Evlerimizde kullandığımız tencerelerimiz 14. yüzyılda bugünkü şeklini aldı. En eski tencereler dökme demirdendiler. Sonraları toprak, bakır, alüminyum, emaye ve camdan olanları da yapıldı. En sonunda da elbette mutfakta bir çoğumuzun yardımcısı düdüklü tencereler geldi.
Düdüklü tencerenin kapağında herhangi bir patlama tehlikesine karşı, istenen basınca, dolayısıyla pişme derecesine göre ayarlanabilen bir subap vardır. Basınç ayarlananın üstüne çıkınca subap açılır, buhar buradan dışarı kaçar, hızla çıkan buharın çıkardığı düdük sesi de etrafı olaydan haberdar eder. Düdüklü tencere ismini de bu nedenle almıştır.
Normal tencere ısıtıldığında su 100 derecede kaynar. Tüm su kaynayana kadar da sıcaklık sabit kalır. Bu esnada yemek de pişer. Düdüklü tencerede ise buhar dışarı kaçamadığından tencerenin içindeki basınç gittikçe artar. Dolayısıyla su 100 tenceredeki sıcaklık 130 dereceye kadar çıkar. Gelelim düdüklü tencerenin hikayesine.
1682 yılının 12 Nisan akşamı Londra’da bir evde kraliyet sosyetesinden bir grup yemek yiyeceklerdi. Ancak bu yemek o güne kadar yenmiş yemeklerden farklıydı. Çünkü davetlilerden biri Fransız mucit Denis Papin, yemeği son buluşu olan, her tarafı kapalı, üzerinde emniyet vanası olan bir kap içinde pişirmişti.
Denis Papin Kimdir?
Denis Papin yaşamının büyük bir bölümünü memleketi Fransa’dan uzakta İngiltere ve Almanya’da geçirdi ve adını bir fizikçi ve mühendis olarak duyurdu. Kendisi buhar makineleri tasarladı ancak fikirlerini hiçbir zaman ticari olarak pazarlamayı düşünmedi. Buna rağmen tarih onu düdüklü tencerenin mucidi olarak tanındı.
Denis Papin ailesinin baskısıyla tıp eğitimi alsa da çok geçmeden mesleğe uygun olmadığını fark etti. İlgi alanları matematik ve fizik idi. Bu ilgisi onu bu alandaki insanlarla bir araya getirdi. Papin, Hollandalı fizikçi, matematikçi, saat bilimci ve bilim insanı Christiaan Huygens ile tanıştı. Ona hava pompası deneyleri konusunda yardımcı oldu. Daha sonra Huygens için asistanlık yaptı.

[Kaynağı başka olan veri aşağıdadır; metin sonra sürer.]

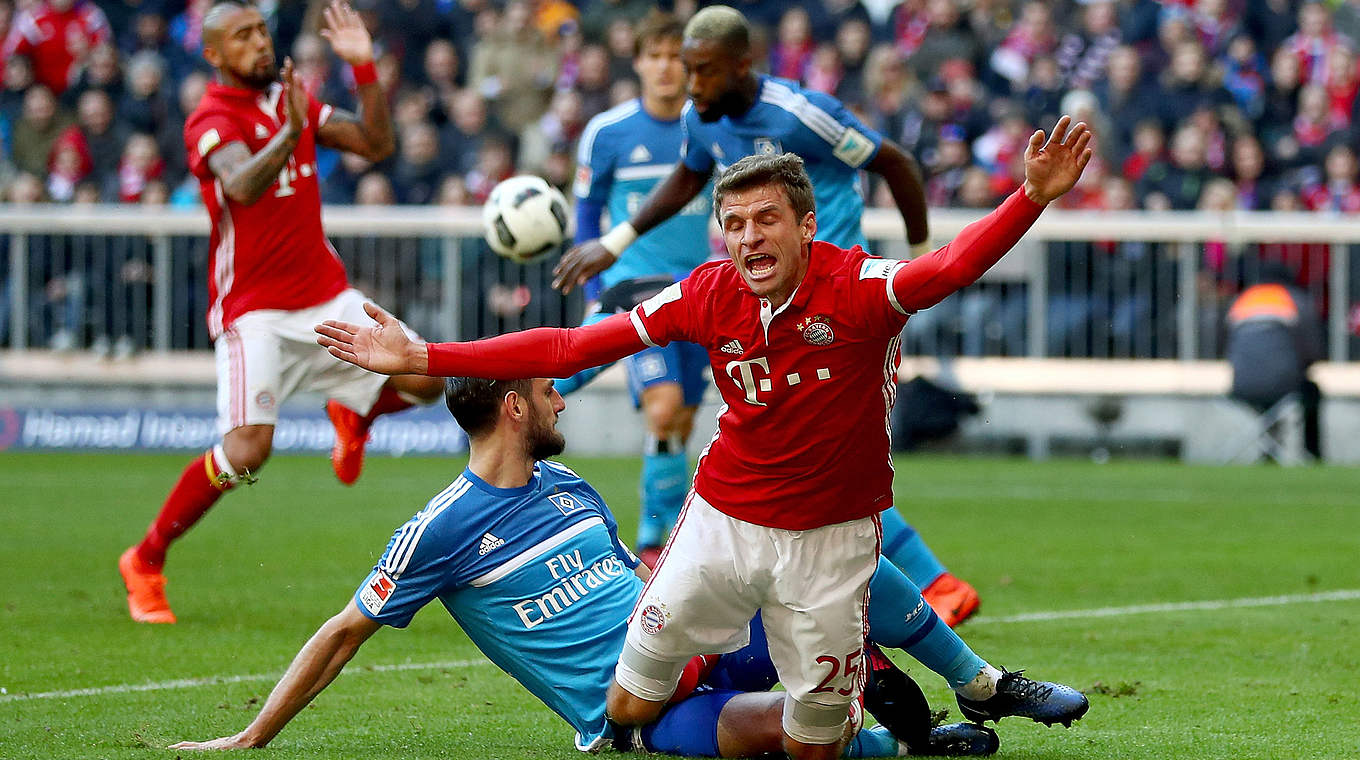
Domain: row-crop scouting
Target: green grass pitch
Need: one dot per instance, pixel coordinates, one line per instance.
(271, 563)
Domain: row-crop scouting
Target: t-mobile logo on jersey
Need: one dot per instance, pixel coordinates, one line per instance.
(752, 377)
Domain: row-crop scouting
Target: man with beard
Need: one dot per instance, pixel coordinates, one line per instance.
(527, 558)
(736, 113)
(252, 143)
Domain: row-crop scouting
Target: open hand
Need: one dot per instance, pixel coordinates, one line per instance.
(384, 348)
(580, 264)
(294, 98)
(1053, 167)
(235, 741)
(347, 34)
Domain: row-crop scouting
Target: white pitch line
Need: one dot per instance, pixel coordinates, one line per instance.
(1345, 594)
(215, 680)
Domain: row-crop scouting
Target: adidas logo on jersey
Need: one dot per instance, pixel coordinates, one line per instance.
(488, 543)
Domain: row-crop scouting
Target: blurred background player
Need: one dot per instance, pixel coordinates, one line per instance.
(623, 154)
(736, 113)
(525, 555)
(252, 144)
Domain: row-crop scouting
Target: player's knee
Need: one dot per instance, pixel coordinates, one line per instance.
(813, 730)
(248, 447)
(630, 710)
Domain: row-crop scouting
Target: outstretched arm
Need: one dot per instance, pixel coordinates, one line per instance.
(903, 177)
(592, 257)
(318, 662)
(1050, 170)
(541, 352)
(367, 135)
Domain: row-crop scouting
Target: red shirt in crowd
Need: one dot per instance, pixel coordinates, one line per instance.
(55, 41)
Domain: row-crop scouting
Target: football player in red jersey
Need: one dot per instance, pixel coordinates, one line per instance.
(784, 515)
(252, 144)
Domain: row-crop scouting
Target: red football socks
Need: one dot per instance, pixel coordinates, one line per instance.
(192, 496)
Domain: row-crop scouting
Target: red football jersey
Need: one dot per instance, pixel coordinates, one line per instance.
(272, 253)
(803, 437)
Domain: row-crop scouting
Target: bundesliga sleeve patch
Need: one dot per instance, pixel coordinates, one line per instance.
(853, 147)
(207, 142)
(877, 268)
(376, 592)
(668, 295)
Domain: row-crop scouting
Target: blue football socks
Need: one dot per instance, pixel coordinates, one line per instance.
(901, 619)
(665, 480)
(907, 549)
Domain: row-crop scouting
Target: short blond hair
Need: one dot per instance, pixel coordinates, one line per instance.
(784, 170)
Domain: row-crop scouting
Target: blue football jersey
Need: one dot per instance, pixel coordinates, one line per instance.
(833, 143)
(535, 575)
(623, 154)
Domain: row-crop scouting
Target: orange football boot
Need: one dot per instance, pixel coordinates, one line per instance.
(952, 600)
(351, 437)
(146, 590)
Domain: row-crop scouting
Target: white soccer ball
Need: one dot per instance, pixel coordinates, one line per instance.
(524, 218)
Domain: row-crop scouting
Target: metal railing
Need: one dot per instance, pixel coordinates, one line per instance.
(1099, 284)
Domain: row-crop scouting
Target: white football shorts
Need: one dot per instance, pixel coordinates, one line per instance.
(811, 586)
(271, 354)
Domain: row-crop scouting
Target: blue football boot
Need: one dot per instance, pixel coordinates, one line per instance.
(1042, 702)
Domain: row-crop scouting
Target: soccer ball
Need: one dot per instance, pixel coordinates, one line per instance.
(524, 218)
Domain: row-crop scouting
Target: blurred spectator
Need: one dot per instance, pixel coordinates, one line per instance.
(37, 129)
(68, 166)
(102, 71)
(418, 169)
(140, 165)
(494, 163)
(792, 50)
(1149, 148)
(1031, 37)
(441, 70)
(1178, 182)
(374, 189)
(18, 79)
(1338, 191)
(1187, 83)
(56, 36)
(512, 65)
(593, 80)
(1125, 97)
(1269, 22)
(1247, 169)
(146, 106)
(947, 38)
(1314, 41)
(468, 127)
(102, 135)
(556, 129)
(1245, 75)
(1081, 55)
(853, 40)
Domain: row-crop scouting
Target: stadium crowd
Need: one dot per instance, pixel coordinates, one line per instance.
(1196, 104)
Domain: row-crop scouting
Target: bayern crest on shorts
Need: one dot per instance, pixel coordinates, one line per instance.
(816, 331)
(653, 620)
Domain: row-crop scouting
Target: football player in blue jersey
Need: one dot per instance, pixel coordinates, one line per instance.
(525, 556)
(735, 113)
(623, 154)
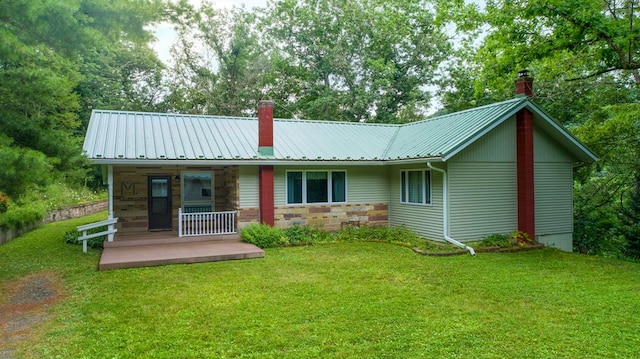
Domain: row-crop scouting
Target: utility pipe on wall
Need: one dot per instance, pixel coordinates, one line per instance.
(445, 212)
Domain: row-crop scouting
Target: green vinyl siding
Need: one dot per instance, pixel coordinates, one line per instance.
(483, 199)
(249, 186)
(426, 220)
(482, 186)
(554, 202)
(365, 184)
(553, 192)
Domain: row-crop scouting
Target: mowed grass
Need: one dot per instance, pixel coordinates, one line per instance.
(345, 300)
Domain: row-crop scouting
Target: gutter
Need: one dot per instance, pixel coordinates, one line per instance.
(445, 212)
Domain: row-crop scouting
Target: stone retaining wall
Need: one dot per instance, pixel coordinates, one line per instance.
(80, 210)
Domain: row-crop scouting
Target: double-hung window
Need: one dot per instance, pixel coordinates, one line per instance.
(415, 186)
(316, 187)
(197, 192)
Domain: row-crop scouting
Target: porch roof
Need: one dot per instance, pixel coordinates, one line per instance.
(136, 137)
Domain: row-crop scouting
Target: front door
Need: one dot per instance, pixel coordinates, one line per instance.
(159, 202)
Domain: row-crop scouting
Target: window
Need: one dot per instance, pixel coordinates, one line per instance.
(197, 192)
(316, 187)
(415, 186)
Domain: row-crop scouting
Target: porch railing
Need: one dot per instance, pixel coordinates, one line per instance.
(206, 223)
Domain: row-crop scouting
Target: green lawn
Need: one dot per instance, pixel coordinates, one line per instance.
(347, 300)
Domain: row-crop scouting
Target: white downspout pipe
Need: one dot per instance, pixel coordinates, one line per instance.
(110, 189)
(445, 212)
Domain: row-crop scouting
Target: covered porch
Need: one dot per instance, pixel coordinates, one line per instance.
(132, 250)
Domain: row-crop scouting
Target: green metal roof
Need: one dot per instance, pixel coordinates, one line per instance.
(137, 137)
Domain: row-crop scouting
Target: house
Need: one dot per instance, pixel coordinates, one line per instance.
(462, 176)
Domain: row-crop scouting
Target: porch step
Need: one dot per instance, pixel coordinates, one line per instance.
(146, 239)
(177, 253)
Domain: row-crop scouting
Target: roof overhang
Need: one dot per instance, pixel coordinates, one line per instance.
(549, 125)
(258, 162)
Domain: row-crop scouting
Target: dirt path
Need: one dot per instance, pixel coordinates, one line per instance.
(23, 305)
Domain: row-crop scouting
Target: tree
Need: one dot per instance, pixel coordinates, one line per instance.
(355, 60)
(51, 53)
(220, 65)
(585, 58)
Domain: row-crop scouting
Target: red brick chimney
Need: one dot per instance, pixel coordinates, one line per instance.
(525, 158)
(524, 83)
(265, 128)
(265, 148)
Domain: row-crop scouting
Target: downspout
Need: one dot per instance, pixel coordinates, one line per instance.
(445, 212)
(110, 189)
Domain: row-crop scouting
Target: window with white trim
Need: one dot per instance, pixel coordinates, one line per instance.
(415, 186)
(197, 192)
(316, 187)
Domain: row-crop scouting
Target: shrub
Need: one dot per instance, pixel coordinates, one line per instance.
(497, 240)
(264, 236)
(4, 203)
(71, 237)
(522, 238)
(18, 217)
(396, 235)
(298, 235)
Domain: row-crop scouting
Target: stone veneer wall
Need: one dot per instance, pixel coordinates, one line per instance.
(130, 189)
(332, 217)
(328, 217)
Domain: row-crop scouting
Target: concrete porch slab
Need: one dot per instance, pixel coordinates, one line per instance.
(156, 254)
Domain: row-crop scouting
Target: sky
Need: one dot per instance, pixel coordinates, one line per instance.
(166, 35)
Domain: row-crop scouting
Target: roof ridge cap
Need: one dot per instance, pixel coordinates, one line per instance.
(337, 122)
(515, 100)
(392, 140)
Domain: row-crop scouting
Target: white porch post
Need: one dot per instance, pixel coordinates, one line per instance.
(110, 191)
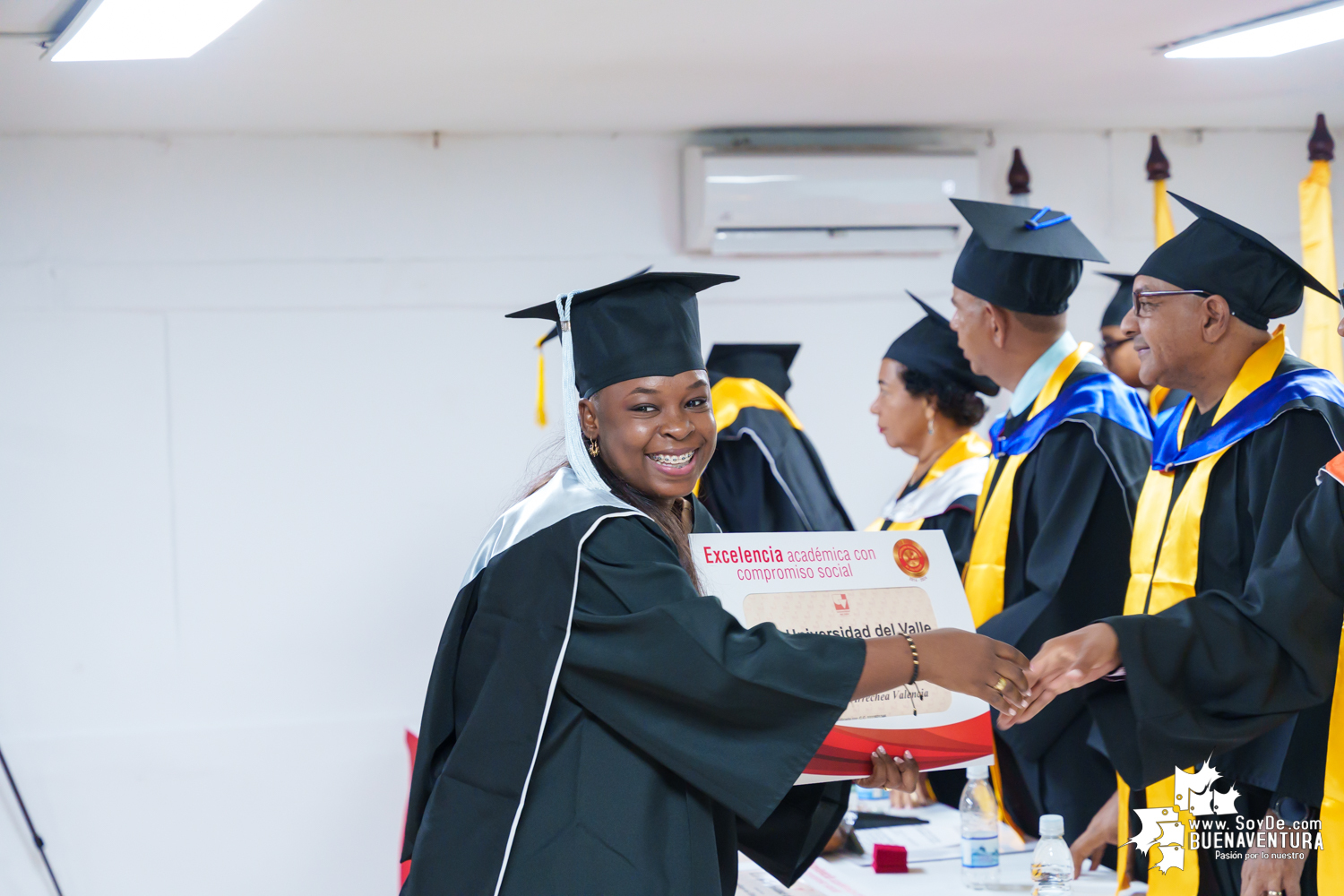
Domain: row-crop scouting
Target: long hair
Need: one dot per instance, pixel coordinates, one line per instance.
(667, 517)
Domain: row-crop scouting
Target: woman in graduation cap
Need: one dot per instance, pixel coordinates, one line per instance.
(926, 405)
(594, 724)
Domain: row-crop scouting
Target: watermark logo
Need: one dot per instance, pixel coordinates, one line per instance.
(1169, 828)
(1204, 817)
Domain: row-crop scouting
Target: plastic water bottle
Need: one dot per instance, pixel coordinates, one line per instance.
(1051, 864)
(978, 831)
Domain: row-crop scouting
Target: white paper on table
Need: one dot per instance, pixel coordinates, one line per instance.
(940, 839)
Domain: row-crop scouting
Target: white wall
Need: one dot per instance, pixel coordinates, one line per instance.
(258, 402)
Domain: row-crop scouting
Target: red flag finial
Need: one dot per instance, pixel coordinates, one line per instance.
(1322, 145)
(1019, 179)
(1158, 166)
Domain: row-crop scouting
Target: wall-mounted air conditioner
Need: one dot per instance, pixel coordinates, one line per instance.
(824, 203)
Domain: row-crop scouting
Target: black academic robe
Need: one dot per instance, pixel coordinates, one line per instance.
(1191, 697)
(633, 751)
(1066, 565)
(765, 476)
(957, 524)
(1254, 490)
(1175, 398)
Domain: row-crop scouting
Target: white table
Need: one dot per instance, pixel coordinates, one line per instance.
(854, 876)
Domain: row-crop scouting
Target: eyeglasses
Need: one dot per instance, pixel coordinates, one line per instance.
(1110, 346)
(1145, 309)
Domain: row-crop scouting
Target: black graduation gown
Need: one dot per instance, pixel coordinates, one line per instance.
(1066, 565)
(765, 476)
(1177, 683)
(1179, 678)
(674, 735)
(1175, 398)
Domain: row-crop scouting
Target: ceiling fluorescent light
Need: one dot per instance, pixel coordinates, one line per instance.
(1273, 35)
(118, 30)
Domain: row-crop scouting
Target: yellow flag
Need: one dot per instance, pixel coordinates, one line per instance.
(1159, 169)
(1163, 228)
(1320, 339)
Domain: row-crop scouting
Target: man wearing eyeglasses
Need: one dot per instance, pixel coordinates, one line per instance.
(1230, 470)
(1118, 349)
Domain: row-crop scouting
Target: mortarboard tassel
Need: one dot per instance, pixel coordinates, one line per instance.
(540, 381)
(574, 447)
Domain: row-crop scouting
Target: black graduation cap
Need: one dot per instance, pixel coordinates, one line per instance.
(642, 325)
(765, 362)
(930, 349)
(1123, 301)
(1257, 279)
(1024, 260)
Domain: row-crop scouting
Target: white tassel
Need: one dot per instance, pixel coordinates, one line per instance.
(574, 447)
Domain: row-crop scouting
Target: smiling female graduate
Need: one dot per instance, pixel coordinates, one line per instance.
(594, 724)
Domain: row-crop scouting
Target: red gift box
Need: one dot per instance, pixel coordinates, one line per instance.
(887, 858)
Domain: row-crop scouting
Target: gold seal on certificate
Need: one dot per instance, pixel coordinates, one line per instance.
(857, 584)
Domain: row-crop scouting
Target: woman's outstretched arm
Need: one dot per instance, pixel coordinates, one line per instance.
(956, 659)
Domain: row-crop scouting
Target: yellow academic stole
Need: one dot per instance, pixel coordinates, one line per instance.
(968, 446)
(731, 394)
(1163, 563)
(1330, 861)
(1156, 397)
(984, 573)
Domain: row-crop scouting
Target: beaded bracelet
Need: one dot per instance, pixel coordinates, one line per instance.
(914, 654)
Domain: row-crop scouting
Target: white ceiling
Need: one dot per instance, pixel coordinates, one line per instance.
(636, 65)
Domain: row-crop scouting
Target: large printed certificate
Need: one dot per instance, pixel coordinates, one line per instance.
(859, 584)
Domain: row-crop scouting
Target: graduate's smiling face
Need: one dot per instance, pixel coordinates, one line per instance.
(1169, 333)
(902, 418)
(656, 433)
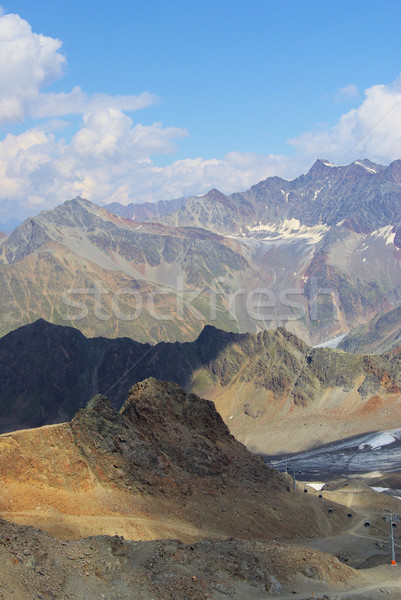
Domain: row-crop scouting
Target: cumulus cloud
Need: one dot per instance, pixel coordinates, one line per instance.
(29, 62)
(372, 130)
(110, 156)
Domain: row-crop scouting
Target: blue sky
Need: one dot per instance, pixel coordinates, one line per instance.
(236, 92)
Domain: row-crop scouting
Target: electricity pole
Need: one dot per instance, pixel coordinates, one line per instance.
(393, 519)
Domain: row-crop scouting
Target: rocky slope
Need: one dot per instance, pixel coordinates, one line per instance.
(380, 334)
(164, 466)
(275, 393)
(35, 565)
(319, 255)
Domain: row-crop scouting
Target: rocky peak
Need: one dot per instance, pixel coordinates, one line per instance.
(161, 435)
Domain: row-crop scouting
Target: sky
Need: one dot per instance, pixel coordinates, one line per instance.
(141, 101)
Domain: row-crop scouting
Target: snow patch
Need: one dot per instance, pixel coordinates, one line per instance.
(292, 229)
(378, 441)
(317, 485)
(360, 164)
(387, 233)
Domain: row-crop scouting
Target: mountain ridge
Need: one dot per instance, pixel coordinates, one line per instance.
(323, 250)
(262, 384)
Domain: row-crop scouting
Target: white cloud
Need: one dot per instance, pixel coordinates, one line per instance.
(372, 130)
(110, 157)
(29, 62)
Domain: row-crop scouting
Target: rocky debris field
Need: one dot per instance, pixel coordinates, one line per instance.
(34, 565)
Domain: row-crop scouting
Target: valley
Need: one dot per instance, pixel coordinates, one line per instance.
(163, 365)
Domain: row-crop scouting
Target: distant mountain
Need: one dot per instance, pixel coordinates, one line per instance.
(362, 196)
(156, 282)
(147, 210)
(379, 335)
(319, 255)
(258, 382)
(9, 225)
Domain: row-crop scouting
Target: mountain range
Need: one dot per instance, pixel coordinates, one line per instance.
(274, 392)
(319, 255)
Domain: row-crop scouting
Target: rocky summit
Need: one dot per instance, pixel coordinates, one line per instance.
(166, 462)
(264, 385)
(319, 255)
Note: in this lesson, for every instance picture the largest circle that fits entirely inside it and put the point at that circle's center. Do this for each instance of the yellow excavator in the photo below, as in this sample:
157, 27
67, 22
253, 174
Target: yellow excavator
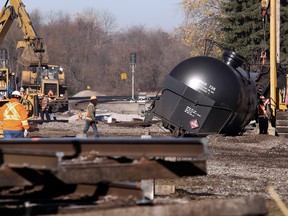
277, 80
39, 77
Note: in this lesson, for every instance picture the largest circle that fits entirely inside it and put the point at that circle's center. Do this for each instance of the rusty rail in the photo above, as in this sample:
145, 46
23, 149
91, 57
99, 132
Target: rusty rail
154, 147
114, 166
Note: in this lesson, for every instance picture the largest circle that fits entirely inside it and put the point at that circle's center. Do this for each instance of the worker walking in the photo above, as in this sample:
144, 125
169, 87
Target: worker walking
263, 117
13, 118
45, 108
91, 117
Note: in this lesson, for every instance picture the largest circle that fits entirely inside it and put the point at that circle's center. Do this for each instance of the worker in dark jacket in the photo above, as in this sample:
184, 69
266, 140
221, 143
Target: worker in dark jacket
91, 117
13, 118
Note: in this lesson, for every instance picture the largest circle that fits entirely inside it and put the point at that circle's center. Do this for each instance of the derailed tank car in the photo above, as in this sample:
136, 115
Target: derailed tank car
204, 95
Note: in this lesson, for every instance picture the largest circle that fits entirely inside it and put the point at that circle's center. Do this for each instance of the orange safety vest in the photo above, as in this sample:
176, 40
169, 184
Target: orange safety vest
13, 116
44, 103
90, 112
262, 111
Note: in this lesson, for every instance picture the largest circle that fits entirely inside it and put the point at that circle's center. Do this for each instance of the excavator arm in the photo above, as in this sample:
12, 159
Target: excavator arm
34, 52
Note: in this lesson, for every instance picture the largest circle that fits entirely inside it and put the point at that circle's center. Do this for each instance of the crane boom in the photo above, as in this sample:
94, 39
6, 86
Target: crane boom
34, 52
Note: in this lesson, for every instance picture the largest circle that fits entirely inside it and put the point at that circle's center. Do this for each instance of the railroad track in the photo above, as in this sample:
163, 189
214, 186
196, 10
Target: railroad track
41, 175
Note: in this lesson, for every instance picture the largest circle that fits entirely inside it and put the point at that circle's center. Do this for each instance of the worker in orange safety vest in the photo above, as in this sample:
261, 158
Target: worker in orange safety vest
13, 118
91, 120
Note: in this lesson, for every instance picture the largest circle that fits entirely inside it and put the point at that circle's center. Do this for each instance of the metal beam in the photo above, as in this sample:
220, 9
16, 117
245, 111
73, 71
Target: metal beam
135, 147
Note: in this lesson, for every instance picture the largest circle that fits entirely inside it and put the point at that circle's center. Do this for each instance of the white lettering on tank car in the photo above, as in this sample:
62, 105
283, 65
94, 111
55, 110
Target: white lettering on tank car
190, 111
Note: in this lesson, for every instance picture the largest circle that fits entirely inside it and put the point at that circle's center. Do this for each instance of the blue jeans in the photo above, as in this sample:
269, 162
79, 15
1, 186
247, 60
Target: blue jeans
13, 134
94, 127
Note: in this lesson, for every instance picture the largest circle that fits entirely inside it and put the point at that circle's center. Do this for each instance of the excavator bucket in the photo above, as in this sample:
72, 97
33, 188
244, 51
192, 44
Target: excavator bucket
29, 57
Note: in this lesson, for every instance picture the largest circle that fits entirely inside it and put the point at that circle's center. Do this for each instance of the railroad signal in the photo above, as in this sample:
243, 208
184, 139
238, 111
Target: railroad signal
133, 58
123, 76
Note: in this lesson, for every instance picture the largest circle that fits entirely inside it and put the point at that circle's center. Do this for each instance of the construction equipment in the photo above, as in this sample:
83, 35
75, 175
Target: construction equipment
41, 81
39, 78
273, 82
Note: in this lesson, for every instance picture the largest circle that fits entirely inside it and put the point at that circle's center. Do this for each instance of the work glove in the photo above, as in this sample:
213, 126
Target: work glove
25, 133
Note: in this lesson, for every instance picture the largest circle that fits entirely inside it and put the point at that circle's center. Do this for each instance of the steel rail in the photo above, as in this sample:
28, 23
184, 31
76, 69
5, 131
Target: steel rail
129, 147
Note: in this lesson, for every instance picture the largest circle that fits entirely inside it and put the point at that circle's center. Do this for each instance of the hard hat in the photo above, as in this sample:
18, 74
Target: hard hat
93, 97
16, 94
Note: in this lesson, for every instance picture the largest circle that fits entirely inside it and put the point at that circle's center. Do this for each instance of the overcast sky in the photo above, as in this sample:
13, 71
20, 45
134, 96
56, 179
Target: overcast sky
165, 14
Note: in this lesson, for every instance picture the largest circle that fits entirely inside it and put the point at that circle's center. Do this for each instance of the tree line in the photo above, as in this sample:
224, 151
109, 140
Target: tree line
236, 25
92, 53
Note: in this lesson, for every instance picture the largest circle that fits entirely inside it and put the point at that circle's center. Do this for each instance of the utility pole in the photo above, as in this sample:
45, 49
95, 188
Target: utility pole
133, 66
273, 57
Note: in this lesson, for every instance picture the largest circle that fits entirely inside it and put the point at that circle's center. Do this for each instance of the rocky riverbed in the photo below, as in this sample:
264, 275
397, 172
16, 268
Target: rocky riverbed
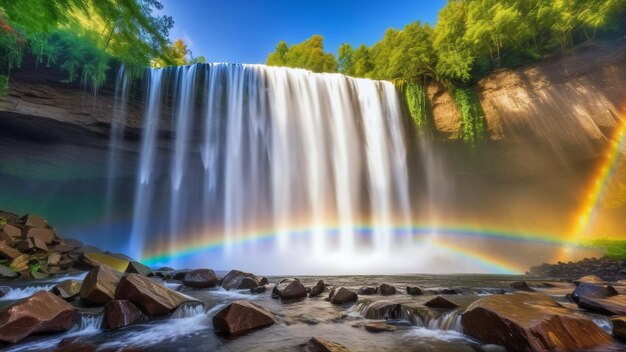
107, 302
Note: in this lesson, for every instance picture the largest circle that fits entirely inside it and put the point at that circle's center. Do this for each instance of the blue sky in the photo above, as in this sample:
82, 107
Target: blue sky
246, 31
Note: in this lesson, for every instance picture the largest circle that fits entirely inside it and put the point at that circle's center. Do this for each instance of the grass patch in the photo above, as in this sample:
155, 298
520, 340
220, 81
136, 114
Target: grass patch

Bu tam olarak Papin’in aradığı fırsattı. Sonuçta Huygens, ilgi alanları astronomiden optiğe ve saatçiliğe kadar uzanan meraklı bir deneyciydi. Papin laboratuvarında çalışmaya başladığında, İngiliz-İrlandalı bilim insanı Robert Boyle’un vakum pompaları üzerindeki çalışmalarını incelemeye başladı.
Papin, Huygens’in özellikle pompalar konusundaki çalışmalarından etkilenecekti. Sonrasında bu konuyla ilgili kendi fikirlerini geliştirmeye başladı. Huygens ile çalışması onun Gottfried Wilhelm Leibniz ( 1646-1716) ile ömür boyu sürecek bir arkadaşlık da geliştirmesine neden oldu.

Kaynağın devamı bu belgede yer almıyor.